The report’s more egregious statistics include:  

  • In Victoria, a patient will wait more than 900 days for an urgent neurosurgery appointment (target 30 days)
  • In Queensland, a patient will wait more than 150 days for an urgent gastroenterology or rheumatology appointment (target 30 days) 
  • For non-urgent appointments (target 365 days) in Queensland and Victoria, waiting times for ophthalmology, orthopaedic, and plastic/reconstructive appointments are all more than 700 days in both states 
  • The average waiting time in Tasmania was 101.2 days for urgent patients (target 30 days).  

A further problem is that the quantity and quality of publicly available data on public hospital outpatient waiting times varies significantly between states and territories.  

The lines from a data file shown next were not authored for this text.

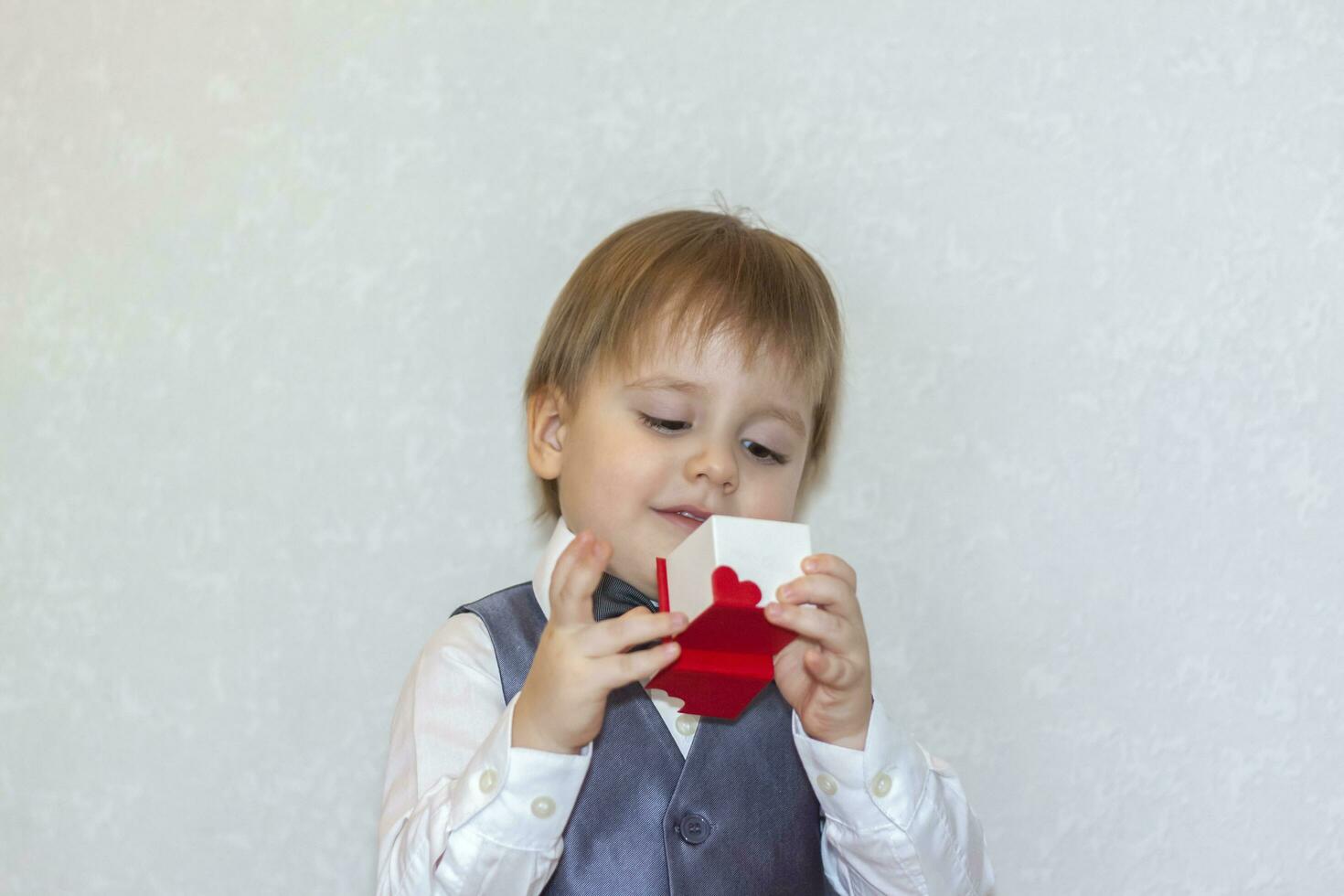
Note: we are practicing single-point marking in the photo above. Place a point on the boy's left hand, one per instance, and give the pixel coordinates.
(824, 672)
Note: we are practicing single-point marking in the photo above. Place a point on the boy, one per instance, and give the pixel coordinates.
(688, 367)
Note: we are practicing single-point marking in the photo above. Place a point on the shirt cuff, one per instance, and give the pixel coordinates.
(864, 789)
(514, 795)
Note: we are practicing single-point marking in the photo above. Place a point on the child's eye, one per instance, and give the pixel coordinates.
(663, 426)
(755, 449)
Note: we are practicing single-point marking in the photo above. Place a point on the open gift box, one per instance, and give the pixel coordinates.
(722, 577)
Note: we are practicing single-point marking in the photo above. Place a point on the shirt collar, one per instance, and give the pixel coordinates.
(560, 538)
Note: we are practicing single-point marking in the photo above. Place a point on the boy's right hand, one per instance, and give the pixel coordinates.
(580, 661)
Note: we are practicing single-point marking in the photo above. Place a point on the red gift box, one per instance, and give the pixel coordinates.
(728, 650)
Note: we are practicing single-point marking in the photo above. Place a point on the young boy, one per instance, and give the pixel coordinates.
(688, 367)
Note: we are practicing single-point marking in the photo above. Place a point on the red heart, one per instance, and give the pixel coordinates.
(729, 590)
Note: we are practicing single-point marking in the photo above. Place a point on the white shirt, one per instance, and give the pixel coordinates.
(466, 813)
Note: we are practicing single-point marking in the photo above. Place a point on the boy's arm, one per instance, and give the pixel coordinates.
(463, 810)
(897, 819)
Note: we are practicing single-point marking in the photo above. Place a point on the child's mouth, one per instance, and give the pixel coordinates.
(683, 518)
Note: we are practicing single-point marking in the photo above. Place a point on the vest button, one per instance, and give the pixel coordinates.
(694, 829)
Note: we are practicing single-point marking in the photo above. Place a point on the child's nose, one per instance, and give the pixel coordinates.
(717, 464)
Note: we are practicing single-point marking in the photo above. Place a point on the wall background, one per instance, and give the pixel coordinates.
(271, 275)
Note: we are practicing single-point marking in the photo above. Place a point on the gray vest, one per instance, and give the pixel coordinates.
(737, 816)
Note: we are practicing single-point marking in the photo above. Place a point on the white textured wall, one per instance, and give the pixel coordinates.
(271, 274)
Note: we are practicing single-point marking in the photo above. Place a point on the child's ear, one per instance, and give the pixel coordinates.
(548, 415)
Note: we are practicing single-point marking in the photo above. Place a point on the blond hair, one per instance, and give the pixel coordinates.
(709, 269)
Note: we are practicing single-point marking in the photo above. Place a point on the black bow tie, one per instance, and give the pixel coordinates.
(614, 597)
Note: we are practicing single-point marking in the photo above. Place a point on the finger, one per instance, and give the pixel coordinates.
(571, 602)
(624, 667)
(629, 629)
(827, 629)
(821, 590)
(832, 566)
(827, 667)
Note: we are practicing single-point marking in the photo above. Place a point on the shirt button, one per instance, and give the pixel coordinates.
(694, 829)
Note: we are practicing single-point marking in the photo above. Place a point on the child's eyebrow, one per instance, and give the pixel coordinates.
(791, 418)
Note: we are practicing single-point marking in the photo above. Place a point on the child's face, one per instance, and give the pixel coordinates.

NSW, the Northern Territory and the ACT don’t even publish data on waiting times. 

“Inconsistent reporting of outpatient waiting times has several implications,” the report says, “including: patients are not fully informed of the actual waiting time for essential elective surgery in the public hospital; it is impossible to compare performance between states and territories; and the scale of the problem at a national level is unknown, which means funding to address the problem is not prioritised. 

“The full picture on time waited for public hospital elective surgery, however, requires the inclusion of the time a patient waits to see a specialist in a public hospital outpatient clinic before they are assessed and added to the elective surgery waiting list.” 

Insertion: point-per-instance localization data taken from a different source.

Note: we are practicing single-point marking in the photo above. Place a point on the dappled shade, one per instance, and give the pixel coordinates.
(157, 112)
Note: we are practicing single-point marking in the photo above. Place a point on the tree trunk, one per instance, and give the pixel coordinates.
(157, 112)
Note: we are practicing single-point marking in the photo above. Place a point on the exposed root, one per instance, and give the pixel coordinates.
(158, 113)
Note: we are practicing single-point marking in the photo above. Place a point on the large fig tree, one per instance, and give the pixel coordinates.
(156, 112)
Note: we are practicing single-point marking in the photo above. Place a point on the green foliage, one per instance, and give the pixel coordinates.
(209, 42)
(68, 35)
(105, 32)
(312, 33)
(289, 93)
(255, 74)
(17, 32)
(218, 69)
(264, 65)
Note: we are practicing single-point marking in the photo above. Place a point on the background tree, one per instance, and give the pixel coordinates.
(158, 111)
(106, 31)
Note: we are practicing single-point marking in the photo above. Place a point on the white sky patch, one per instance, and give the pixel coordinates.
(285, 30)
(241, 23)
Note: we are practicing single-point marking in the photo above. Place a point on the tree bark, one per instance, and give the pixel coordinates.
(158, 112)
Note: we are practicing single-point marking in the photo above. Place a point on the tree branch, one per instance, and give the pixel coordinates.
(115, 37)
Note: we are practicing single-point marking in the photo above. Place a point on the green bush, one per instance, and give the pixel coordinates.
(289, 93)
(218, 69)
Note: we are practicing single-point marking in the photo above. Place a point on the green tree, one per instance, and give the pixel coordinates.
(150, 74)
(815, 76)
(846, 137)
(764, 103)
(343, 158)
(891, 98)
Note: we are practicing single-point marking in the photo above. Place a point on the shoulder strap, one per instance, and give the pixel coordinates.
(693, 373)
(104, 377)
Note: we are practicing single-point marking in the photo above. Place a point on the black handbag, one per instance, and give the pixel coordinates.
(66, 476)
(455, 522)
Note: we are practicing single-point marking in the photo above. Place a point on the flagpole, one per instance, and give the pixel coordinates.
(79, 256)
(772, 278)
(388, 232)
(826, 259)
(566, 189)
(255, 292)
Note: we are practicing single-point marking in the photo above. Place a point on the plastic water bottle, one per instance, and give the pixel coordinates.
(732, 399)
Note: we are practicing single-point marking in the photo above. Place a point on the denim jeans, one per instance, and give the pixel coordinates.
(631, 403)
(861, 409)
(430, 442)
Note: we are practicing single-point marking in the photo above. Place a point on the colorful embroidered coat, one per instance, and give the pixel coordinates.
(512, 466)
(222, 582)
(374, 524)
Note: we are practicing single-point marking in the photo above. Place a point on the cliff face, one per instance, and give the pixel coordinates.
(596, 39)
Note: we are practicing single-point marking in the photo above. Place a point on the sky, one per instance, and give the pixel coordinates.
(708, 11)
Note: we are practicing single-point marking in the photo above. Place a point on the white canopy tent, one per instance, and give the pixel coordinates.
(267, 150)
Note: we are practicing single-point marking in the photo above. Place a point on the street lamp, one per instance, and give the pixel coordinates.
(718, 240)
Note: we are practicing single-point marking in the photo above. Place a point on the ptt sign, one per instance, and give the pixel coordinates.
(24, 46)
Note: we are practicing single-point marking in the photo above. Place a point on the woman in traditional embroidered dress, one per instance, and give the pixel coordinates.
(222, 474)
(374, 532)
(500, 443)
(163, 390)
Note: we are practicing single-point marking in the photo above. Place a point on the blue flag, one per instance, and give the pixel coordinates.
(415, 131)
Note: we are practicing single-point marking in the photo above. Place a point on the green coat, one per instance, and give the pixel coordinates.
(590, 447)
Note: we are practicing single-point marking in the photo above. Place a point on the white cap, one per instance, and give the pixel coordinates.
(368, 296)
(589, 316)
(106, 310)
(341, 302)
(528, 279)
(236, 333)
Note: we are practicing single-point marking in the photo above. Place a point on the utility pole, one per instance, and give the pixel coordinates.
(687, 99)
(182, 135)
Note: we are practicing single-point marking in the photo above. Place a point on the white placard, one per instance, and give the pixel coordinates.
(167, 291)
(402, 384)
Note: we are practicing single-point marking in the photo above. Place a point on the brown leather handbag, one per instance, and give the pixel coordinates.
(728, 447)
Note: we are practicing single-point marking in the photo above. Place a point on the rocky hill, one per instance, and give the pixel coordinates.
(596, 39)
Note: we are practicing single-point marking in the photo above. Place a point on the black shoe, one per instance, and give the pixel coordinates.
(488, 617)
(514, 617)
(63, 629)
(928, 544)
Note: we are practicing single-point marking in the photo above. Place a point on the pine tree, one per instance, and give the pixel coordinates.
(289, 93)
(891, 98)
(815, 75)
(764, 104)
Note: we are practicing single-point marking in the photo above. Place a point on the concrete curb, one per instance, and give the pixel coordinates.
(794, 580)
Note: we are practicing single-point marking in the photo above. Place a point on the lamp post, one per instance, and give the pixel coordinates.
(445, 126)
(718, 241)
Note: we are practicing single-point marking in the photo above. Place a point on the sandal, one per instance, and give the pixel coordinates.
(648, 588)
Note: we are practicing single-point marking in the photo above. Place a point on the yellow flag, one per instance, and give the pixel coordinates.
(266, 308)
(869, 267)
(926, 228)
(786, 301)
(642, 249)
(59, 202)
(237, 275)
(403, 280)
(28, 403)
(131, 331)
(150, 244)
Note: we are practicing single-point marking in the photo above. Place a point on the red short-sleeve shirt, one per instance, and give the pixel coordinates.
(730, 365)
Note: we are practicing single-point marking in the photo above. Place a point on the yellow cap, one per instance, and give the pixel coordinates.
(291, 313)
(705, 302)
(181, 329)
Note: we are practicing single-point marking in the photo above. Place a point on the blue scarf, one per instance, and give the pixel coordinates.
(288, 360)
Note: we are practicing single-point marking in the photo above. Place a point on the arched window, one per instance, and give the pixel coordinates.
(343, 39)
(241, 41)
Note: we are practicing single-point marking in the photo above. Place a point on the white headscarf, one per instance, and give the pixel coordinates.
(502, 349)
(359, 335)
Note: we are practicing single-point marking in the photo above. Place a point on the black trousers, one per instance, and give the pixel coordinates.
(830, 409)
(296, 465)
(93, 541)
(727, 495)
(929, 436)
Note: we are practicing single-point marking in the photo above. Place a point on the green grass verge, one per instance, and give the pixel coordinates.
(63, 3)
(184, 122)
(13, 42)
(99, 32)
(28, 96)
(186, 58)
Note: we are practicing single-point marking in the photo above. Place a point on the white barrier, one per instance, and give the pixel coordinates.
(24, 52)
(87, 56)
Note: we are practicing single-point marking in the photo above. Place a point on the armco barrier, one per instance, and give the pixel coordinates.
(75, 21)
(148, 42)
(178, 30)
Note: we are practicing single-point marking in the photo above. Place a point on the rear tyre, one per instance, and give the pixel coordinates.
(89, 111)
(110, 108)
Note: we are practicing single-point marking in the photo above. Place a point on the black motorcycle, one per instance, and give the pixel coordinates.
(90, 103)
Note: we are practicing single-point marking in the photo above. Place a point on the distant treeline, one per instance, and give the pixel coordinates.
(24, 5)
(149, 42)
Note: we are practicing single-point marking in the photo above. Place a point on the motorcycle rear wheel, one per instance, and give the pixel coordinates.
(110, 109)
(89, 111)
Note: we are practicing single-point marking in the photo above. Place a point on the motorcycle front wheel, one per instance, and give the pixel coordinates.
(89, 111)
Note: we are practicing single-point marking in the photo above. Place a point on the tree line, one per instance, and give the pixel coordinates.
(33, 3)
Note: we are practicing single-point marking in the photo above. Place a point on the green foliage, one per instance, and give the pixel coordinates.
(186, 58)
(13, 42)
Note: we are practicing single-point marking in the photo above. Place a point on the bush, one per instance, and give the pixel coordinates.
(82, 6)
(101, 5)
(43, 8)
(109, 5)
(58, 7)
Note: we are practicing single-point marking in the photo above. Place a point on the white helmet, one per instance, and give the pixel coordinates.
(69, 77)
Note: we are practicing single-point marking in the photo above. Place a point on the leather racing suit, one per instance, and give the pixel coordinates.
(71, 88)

The report breaks down waiting times across the states and territories. 

  • Victoria In the latest reporting period (April-June 2022), 90 per cent of urgent patients were seen within 45 days for their first appointment (target 30 days), and non-urgent within 375 days (target 365 days). 82.2 per cent of urgent and 89.7 per cent of non-urgent of patients were seen within the recommended waiting time. 
  • Queensland In the latest reporting period (April-June 2022), 90 per cent of urgent patients were seen within 62 days (target 30 days), semi-urgent within 280 days (target 90 days), and non-urgent within 492 days (target 365 days). Only 68 per cent of urgent, 54 per cent of semi-urgent and 80 per cent of non-urgent patients are currently waiting within the recommended waiting time. 
  • Western Australia At the end of December 2017, the median waiting time for a first appointment (WA combines reporting for urgent, semi-urgent, and non-urgent patients) was 8.78 months. The median waiting time has gradually increased from 5.92 months in December 2012. 
  • South Australia In the latest reporting period (January-March 2022), the median waiting time for an appointment (SA combines reporting for semi-urgent and non-urgent patients) was 7.1 months, and the maximum waiting time was 27.2 months. 
  • Tasmania In the latest reporting period (as of 31 July 2022), the average waiting time was 101.2 days for urgent patients (target 30 days), 349.2 days for semiurgent patients (target 90 days), and 536.2 days for non-urgent patients (target 365 days). 
  • NSW, Northern Territory, Australian Capital Territory have no publicly available data. 

According to the AMA, the Australian Institute of Health and Welfare is currently working with jurisdictions on the future publication of outpatient waiting times.